Domenico Francone, lo chef stellato del Wine Resort Castello Banfi
- Giovanna Catanzaro
- 24 set 2021
- Tempo di lettura: 2 min
Aggiornamento: 5 lug 2022
Nei suoi piatti, la cucina mediterranea rivive attraverso il suo vissuto personale, tra prodotti gravinesi e piccole contaminazioni dal sapore esotico. Sotto la sua direzione, il Wine Resort Castello Banfi (Montalcino) ha ottenuto una stella Michelin, tra maestria e ricerca maniacale di materie prime autentiche e genuine.

Scopro grazie a te l’esistenza del Castello Banfi di Montalcino. È una struttura piuttosto prestigiosa!
Per questa ragione, infatti, è entrata a far parte del circuito di Relais & Châteaux, l'Associazione che raggruppa hotel e ristoranti di lusso.
Il Wine Resort Castello Banfi, inoltre, si espande in Toscana per quasi tremila ettari e impronta la propria politica aziendale sulla sostenibilità (https://www.callmewine.com/cantina/banfi-B1143.htm).
Un po’ come fai tu per la tua cucina.
Esatto. Mi servo soltanto di carni sostenibili e, contrario allo spreco, ottimizzo ogni parte dell’animale destinato alle mie pietanze.

Ad esempio, nel mio piatto Rombo, coriandolo e carota, sfrutto la pelle del pesce in questione per ricavarne una chips, mentre con la carcassa ci faccio una salsa; nella stessa ottica, preparo il sugo del Coniglio alla cacciatora solo con le ossa dell’animale mentre cucino le altre parti in due o tre modi diversi.
La sostenibilità si estende anche alle risorse vegetali: se le conserve di pomodori vengono rigorosamente dal sud, gli altri prodotti – come l’olio extravergine d’oliva, gli ortaggi e la frutta – sono tutte made in Castello Banfi.
Il tuo stile affonda le radici nei ricordi di famiglia.
Ricordo, in modo sempre più nitido, le gite in campagna. Avevamo varie coltivazioni e riunirci per controllarle e poi per produrre conserve e simili (salsa, vino, vin cotto, olio, etc.) era sempre un motivo di festa.
Con mio padre, invece, andavo di tanto in tanto a Bari (che è la sua città natale) dove compravamo e mangiavamo pesce crudo appena pescato.
Tutto ciò influisce inconsciamente nel mio approccio alla cucina: porto con me la ricerca maniacale del prodotto autentico e genuino.
Tuttavia il tuo legame con le origini e, in generale, con la cucina mediterranea non è esente da piccole contaminazioni. So che nelle tue ricette c’è una piccola traccia dei tuoi viaggi in Asia.
In minima parte, sì. Ad esempio, ho introdotto il tamarindo, il lemon grass e una Cytrus medica (ovvero una varietà della famiglia del cedro) nota come “mano di Buddha”.
In linea generale mi piace apportare po’ di fusion ma senza creare confusion.

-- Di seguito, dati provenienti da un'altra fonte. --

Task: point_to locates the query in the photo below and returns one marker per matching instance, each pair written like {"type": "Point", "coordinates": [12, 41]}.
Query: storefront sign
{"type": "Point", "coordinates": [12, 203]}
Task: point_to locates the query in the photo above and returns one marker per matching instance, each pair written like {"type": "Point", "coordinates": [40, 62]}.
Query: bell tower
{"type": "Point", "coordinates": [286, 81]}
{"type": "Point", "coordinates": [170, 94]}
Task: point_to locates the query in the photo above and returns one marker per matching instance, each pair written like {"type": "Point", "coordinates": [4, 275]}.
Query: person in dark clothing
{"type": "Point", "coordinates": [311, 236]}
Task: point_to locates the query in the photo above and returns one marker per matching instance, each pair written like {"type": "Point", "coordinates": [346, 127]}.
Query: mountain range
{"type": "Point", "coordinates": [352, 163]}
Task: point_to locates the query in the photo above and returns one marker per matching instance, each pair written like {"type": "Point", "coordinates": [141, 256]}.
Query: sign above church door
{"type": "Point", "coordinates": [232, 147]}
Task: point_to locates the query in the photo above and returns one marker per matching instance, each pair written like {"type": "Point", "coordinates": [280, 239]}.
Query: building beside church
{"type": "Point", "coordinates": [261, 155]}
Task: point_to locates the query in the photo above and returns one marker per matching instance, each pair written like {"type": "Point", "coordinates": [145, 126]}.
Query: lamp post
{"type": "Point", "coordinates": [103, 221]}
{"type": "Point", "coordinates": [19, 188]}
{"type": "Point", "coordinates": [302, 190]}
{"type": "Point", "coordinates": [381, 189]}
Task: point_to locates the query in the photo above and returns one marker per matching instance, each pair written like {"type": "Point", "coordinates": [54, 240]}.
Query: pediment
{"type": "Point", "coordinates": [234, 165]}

Anche la Food&Wine Promotion della tenuta Castello Banfi continua a spingerti verso terre lontane.
Trascorro due mesi all’anno come Guest Chef in ristoranti sparsi nel mondo, dai Caraibi all’Australia, passando per il sud-est asiatico.
Viaggiando ho scoperto nuove realtà e altri approcci al mio mestiere. In particolar modo, ho ammirato il rispetto vigente nelle brigate di cucina in Asia, che mi sembrava strettamente legato alla concezione locale - quindi culturale - di disciplina. Lì il lavoro del cuoco mi è parso ben lontano da certe esasperazioni made in Europe.
Grazie per aver partecipato, Domenico! Spero presto di fare una capatina nel mitico Castello Banfi (appena divento ricca, eh). :D Ad maiora!